Standing in the Tupelo Bark Park on Tuesday morning with my 1-year-old German Shepherd, I saw a car pull up.
Seeing someone else at the dog park before 8 a.m. surprised me since I wouldn’t usually be there. Vicktor and I went there on a whim, me hoping he’d run off some of his energy before I went to work.
From a distance, I saw what looked like a boxer enter the park with his owner. Vicktor ran toward him, looking for a friend. I followed to make sure Vicktor didn’t get into trouble. As I approached the dog, I saw him limp, not putting weight on a front leg.
“Is your dog hurt?” I asked the owner.
“He has cancer,” she said.
I stood silent and watched the dog limp on his three strong legs. The woman said her dog’s name was Ramesses.
“I gave him a lot of treats this morning,” she said. “I wanted to take him here one last time.”
I stood watching the woman stand close to her dog she rescued from a shelter, when he was a puppy. Now 8 years old and a part of the woman’s family, Ramesses winced as he walked.
Young Vicktor tried to get Ramesses to play, barking at him when the dog stood still. Ramesses stayed toward the front of the park; Vicktor harassed him a few minutes longer until a ball I threw distracted him.
With cancer and pain spreading inside Ramesses, his owner said he would be euthanized that day.
I could tell the woman took Ramesses to the park with a heavy heart, wanting his last experiences to be happy.
Ramesses made the most of his visit, balancing on a front and hind leg to hydrate the red fire hydrant at the park. Foam around his mouth clearly indicated his pleasure for the dog park.
When the woman went to leave, I tried to think of something to say.

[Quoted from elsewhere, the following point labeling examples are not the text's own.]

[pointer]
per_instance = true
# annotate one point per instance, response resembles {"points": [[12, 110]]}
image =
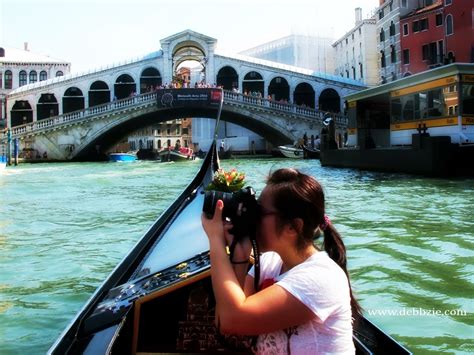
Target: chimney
{"points": [[358, 12]]}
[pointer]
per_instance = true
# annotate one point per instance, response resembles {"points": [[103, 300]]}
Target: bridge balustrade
{"points": [[229, 96]]}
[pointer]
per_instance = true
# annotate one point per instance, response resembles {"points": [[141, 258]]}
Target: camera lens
{"points": [[210, 201]]}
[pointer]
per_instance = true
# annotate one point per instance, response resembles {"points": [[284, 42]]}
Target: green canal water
{"points": [[64, 227]]}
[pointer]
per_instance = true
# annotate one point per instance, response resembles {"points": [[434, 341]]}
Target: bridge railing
{"points": [[283, 106], [82, 114], [229, 96]]}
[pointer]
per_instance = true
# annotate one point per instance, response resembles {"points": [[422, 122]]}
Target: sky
{"points": [[94, 33]]}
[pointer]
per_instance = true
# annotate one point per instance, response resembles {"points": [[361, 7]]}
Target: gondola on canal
{"points": [[159, 299]]}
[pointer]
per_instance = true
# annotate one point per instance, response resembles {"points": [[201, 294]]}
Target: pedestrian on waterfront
{"points": [[304, 304]]}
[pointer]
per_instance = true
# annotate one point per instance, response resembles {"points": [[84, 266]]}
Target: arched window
{"points": [[22, 78], [392, 29], [33, 76], [8, 79], [449, 25]]}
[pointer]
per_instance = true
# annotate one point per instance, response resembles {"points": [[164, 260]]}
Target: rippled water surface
{"points": [[64, 227]]}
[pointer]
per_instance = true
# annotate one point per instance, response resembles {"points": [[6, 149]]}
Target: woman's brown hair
{"points": [[297, 195]]}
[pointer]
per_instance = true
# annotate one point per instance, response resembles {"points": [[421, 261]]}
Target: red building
{"points": [[439, 33]]}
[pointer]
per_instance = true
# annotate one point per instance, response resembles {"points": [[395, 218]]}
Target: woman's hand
{"points": [[214, 227], [242, 249], [217, 229]]}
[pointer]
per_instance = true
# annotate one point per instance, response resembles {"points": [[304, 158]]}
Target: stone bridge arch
{"points": [[105, 133]]}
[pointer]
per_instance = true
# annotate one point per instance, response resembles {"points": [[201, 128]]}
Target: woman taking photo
{"points": [[304, 304]]}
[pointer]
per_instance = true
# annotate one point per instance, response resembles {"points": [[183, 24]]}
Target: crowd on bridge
{"points": [[176, 84]]}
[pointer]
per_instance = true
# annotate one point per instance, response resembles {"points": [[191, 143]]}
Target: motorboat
{"points": [[123, 157], [159, 298], [180, 154], [291, 151]]}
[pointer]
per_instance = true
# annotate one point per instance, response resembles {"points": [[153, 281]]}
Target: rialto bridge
{"points": [[75, 116]]}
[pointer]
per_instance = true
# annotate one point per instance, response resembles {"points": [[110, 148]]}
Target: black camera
{"points": [[240, 207]]}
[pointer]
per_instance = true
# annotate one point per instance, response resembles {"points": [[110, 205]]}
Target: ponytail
{"points": [[335, 248]]}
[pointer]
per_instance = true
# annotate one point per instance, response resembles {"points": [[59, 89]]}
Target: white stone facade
{"points": [[356, 52], [32, 66]]}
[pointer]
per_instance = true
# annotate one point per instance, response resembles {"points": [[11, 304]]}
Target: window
{"points": [[22, 78], [415, 26], [33, 76], [425, 52], [406, 56], [392, 29], [449, 25], [8, 79], [393, 54]]}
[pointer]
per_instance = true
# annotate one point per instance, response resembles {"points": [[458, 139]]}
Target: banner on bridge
{"points": [[188, 97]]}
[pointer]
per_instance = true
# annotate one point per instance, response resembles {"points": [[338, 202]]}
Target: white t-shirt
{"points": [[322, 286]]}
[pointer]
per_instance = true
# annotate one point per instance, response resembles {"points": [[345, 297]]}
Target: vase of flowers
{"points": [[227, 181]]}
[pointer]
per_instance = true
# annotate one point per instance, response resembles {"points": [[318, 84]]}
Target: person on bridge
{"points": [[304, 304]]}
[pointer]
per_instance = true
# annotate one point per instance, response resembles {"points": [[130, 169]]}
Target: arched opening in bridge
{"points": [[189, 64], [47, 107], [279, 89], [150, 79], [21, 113], [253, 83], [99, 93], [228, 78], [73, 100], [304, 95], [124, 87], [329, 100]]}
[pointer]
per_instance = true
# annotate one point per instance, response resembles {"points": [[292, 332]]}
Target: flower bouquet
{"points": [[227, 181]]}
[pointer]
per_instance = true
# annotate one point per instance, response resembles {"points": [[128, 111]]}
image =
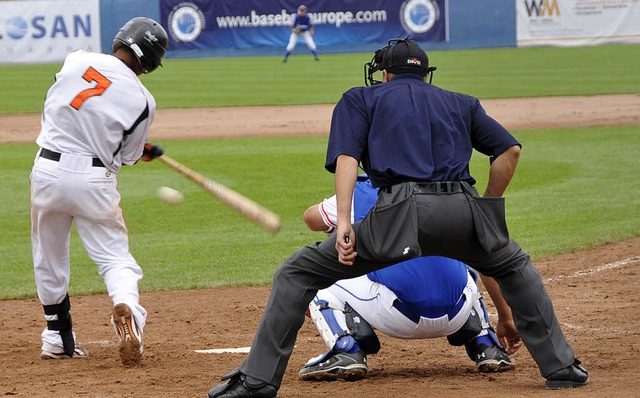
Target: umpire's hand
{"points": [[345, 244]]}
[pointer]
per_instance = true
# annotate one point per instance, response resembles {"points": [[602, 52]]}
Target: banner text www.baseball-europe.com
{"points": [[336, 18]]}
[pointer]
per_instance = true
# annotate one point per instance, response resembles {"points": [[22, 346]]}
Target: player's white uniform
{"points": [[96, 117]]}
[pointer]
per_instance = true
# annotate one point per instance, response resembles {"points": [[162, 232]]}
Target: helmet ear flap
{"points": [[146, 38]]}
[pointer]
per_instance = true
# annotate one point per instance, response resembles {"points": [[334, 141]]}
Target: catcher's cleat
{"points": [[570, 377], [492, 359], [341, 365], [128, 334], [78, 352]]}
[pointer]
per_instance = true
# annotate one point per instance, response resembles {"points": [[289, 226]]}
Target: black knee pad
{"points": [[361, 331], [63, 324], [469, 330]]}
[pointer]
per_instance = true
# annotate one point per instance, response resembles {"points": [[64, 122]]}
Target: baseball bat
{"points": [[240, 203]]}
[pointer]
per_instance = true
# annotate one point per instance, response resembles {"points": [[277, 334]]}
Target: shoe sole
{"points": [[495, 366], [50, 355], [130, 354], [352, 373], [564, 384]]}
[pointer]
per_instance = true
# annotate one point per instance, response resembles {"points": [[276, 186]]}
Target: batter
{"points": [[96, 118]]}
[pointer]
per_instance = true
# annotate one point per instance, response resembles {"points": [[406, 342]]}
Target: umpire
{"points": [[415, 142]]}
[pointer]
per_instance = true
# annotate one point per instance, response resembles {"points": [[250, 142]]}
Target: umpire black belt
{"points": [[433, 188], [406, 309], [55, 156]]}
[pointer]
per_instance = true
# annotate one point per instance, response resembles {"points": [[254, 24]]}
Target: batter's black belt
{"points": [[433, 188], [55, 156], [414, 316]]}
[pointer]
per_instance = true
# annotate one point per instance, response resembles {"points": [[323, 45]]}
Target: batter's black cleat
{"points": [[492, 359], [78, 352], [569, 377], [341, 365], [241, 386]]}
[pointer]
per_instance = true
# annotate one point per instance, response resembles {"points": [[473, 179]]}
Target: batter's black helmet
{"points": [[146, 38], [397, 57]]}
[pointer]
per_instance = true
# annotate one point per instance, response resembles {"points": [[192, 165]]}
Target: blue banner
{"points": [[244, 24]]}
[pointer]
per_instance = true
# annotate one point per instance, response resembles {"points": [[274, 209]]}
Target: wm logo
{"points": [[541, 8]]}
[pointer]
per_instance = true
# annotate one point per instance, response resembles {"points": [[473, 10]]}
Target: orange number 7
{"points": [[91, 75]]}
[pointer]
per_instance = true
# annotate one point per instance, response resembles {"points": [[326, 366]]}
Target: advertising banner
{"points": [[46, 31], [577, 22], [238, 24]]}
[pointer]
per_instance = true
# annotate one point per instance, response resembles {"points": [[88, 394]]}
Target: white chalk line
{"points": [[587, 272], [600, 268], [239, 350]]}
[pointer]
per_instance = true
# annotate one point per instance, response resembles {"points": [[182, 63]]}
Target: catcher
{"points": [[426, 297]]}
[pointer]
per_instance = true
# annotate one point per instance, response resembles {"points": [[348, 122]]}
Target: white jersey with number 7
{"points": [[97, 107]]}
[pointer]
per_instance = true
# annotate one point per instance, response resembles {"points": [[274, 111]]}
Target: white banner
{"points": [[46, 31], [577, 22]]}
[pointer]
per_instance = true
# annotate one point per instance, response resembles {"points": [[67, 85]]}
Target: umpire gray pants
{"points": [[445, 227]]}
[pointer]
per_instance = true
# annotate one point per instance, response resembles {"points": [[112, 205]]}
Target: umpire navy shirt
{"points": [[409, 130]]}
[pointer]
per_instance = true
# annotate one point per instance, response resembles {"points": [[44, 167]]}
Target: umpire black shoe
{"points": [[241, 386], [569, 377], [492, 359], [341, 365]]}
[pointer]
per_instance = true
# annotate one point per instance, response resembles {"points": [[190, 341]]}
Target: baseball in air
{"points": [[169, 195]]}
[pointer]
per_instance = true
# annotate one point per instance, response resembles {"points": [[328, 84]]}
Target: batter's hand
{"points": [[151, 151], [346, 244], [508, 336]]}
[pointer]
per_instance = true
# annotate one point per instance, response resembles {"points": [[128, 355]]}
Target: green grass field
{"points": [[574, 188], [486, 73]]}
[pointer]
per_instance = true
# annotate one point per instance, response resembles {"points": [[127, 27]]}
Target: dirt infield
{"points": [[595, 293]]}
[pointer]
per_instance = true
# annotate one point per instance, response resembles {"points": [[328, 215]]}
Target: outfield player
{"points": [[302, 26], [425, 297], [415, 141], [96, 118]]}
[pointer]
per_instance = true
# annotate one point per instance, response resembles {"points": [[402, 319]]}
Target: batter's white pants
{"points": [[374, 302], [293, 40], [72, 190]]}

“I can tell you love him,” I said.
In the park with Vicktor after they left, I called my wife to share the experience. Nearly a year ago when I lived in Scranton, Pa., we adopted Posey, an 11-year-old German Shepherd who had been abused and overbred. She didn’t even have much hair when first brought to the shelter.
We knew our time with Posey would be relatively short. Her bad hips kept her downstairs when we went to bed at night. But we’d wake each morning to hear Posey oinking and moving around downstairs.

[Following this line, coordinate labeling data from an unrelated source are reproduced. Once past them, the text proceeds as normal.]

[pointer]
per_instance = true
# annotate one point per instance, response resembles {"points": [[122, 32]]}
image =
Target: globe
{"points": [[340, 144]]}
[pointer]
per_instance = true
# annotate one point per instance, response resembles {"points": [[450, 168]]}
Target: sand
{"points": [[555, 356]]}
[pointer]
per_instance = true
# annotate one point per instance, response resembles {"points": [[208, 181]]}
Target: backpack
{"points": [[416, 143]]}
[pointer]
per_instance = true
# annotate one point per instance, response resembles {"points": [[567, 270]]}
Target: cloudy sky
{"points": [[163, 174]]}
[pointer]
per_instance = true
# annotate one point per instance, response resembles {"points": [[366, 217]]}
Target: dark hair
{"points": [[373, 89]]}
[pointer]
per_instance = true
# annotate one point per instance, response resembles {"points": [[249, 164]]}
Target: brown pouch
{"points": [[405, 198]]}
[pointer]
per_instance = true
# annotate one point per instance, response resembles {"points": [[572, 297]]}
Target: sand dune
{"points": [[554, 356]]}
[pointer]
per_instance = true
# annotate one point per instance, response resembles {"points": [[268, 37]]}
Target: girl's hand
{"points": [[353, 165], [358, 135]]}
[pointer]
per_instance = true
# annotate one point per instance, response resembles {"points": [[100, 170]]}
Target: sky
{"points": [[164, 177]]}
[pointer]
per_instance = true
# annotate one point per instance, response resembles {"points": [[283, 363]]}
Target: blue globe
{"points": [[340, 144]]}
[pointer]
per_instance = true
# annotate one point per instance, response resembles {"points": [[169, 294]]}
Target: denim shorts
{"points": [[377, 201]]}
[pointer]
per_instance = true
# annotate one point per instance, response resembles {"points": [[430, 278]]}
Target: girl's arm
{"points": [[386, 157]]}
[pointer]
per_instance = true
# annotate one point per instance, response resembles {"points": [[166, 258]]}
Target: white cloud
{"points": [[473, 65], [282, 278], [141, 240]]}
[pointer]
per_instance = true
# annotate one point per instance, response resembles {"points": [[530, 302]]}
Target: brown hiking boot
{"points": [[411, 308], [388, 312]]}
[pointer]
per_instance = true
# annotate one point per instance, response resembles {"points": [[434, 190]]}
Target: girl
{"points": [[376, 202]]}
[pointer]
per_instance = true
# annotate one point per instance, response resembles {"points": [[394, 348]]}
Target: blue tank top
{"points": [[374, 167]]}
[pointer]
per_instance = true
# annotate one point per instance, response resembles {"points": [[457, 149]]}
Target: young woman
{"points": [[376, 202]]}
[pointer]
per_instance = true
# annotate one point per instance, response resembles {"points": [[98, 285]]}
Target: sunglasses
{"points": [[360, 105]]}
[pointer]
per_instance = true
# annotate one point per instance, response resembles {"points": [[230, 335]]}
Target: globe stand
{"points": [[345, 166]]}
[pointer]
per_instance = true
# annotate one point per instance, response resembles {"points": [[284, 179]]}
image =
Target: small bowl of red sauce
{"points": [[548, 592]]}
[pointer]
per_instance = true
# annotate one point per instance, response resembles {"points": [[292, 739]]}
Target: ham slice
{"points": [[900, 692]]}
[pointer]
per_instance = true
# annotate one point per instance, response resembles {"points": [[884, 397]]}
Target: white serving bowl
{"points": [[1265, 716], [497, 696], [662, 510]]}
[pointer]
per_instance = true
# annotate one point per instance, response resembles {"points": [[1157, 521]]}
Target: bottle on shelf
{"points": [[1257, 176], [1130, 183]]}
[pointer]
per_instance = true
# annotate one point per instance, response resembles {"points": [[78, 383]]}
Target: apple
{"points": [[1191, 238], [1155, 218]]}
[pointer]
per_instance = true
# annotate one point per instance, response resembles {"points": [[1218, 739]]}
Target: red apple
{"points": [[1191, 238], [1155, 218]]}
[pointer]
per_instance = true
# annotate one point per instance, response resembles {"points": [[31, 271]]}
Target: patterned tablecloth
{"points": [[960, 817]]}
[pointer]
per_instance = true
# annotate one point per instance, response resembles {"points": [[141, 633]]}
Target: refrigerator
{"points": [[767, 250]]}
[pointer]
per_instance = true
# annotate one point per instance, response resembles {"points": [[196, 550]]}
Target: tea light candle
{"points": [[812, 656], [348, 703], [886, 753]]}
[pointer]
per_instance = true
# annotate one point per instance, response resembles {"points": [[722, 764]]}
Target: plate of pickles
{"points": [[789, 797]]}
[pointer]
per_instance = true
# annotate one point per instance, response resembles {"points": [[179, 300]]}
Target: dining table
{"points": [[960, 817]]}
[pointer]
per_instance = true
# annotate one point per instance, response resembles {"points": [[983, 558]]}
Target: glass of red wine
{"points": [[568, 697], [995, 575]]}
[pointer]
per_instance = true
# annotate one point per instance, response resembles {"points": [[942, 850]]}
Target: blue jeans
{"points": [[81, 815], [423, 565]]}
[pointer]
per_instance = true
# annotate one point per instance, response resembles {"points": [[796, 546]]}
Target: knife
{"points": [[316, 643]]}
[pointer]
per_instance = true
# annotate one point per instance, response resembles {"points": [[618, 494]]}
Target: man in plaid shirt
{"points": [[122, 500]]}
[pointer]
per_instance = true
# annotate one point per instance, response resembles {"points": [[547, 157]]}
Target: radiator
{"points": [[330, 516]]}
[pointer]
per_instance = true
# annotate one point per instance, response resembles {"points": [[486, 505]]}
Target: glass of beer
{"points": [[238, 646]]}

The move to the South helped Posey’s joints. It seemed like a miracle the first time she walked up the stairs to the second floor of my Tupelo apartment. We loved her so much and felt so happy to see her health improving.
But in May we saw the signs: Posey stopped eating for days at a time and began to turn aggressive toward 6-month-old Vicktor. And then one Saturday, Posey climbed the stairs a final time and lay down next to the bed where we were.
Posey never walked from that spot or anywhere else again. We had to slide a hammock underneath her to carry her downstairs and to the car.
Pressing Posey’s stomach, the veterinarian said our dog was filled with tumors.
My wife and I both held Posey as she took her last breath.
Overwhelmed with the moment Tuesday at the dog park, I forgot to ask Ramesses’ “mama” her name. I called every vet clinic in Tupelo, some twice, until I found where she took Ramesses. I left my contact info and asked the receptionist to pass it along, but I never heard from the woman.
I suspect she feels like I did when Posey died.
We often attach ourselves to people and animals knowing their loss will hurt more than we can imagine.
But we still do it – because of love.